Cheat-Seeking Missles

Friday, September 29, 2006

Will Dems Push For Felons On Docks?

You remember how the Dems found their national security voice on the Dubai Ports deal? Suddenly they had a message they could rally around: The need to keep our ports safe.

Lately, Nan Pelosi has been repeating the message as a core campaign theme: Bush hasn't sealed the ports, so let's let the Dems take care of business.

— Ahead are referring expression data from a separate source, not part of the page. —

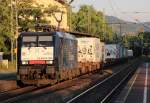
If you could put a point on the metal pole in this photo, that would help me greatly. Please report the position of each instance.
(11, 23)
(16, 36)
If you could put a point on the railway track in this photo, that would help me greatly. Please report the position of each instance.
(103, 91)
(30, 92)
(13, 95)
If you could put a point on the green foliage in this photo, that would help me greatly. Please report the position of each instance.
(88, 20)
(4, 24)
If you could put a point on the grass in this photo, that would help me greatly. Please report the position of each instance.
(11, 68)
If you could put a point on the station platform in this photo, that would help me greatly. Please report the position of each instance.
(137, 89)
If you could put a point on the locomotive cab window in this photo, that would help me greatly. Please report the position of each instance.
(45, 41)
(29, 41)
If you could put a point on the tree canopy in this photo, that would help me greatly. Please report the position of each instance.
(88, 20)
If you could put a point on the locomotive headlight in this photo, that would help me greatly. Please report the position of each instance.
(24, 62)
(49, 62)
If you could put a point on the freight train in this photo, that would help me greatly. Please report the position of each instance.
(51, 57)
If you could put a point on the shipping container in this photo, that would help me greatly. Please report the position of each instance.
(65, 51)
(89, 49)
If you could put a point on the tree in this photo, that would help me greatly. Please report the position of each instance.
(88, 20)
(5, 33)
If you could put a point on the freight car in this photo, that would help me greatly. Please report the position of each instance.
(50, 57)
(90, 54)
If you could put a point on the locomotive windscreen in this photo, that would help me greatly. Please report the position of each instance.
(37, 49)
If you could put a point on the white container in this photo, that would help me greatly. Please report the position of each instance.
(89, 49)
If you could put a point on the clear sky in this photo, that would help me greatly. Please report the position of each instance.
(124, 9)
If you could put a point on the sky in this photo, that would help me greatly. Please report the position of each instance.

But now that the Dem-backing longshoreman's union has come out against port security, what's Nan & Co to do? Here's the story, from an editorial in today's WSJ:

House and Senate conferees are trying to work out a final port security bill this week, and a provision sponsored by Senator Jim DeMint (R., S.C.) would prohibit dock workers convicted of certain felonies -- including murder, espionage or treason -- from obtaining access to secure areas. Workers convicted of other felonies -- say, extortion, smuggling, bribery, identity fraud or the unlawful possession or distribution of firearms -- would be prevented from getting clearance until seven years after conviction. The Department of Homeland Security has issued a similar regulation, though it isn't final.

Yet the longshoremen's union -- the same outfit behind the 2002 West Coast port shutdown -- and its labor allies are muscling Congress to strike the DeMint provision. Larry Willis, the general counsel for the Transportation Trades Department at the AFL-CIO, says that the felonious categories that would bar workers are "too broad."

This isn't the sort of Congressional debate that bathes in a media spotlight, so the Dems will probably feel comfortable voting for union money instead of national security. Then they'll have to lie about their position on port security.

That should pose no problem for them, of course.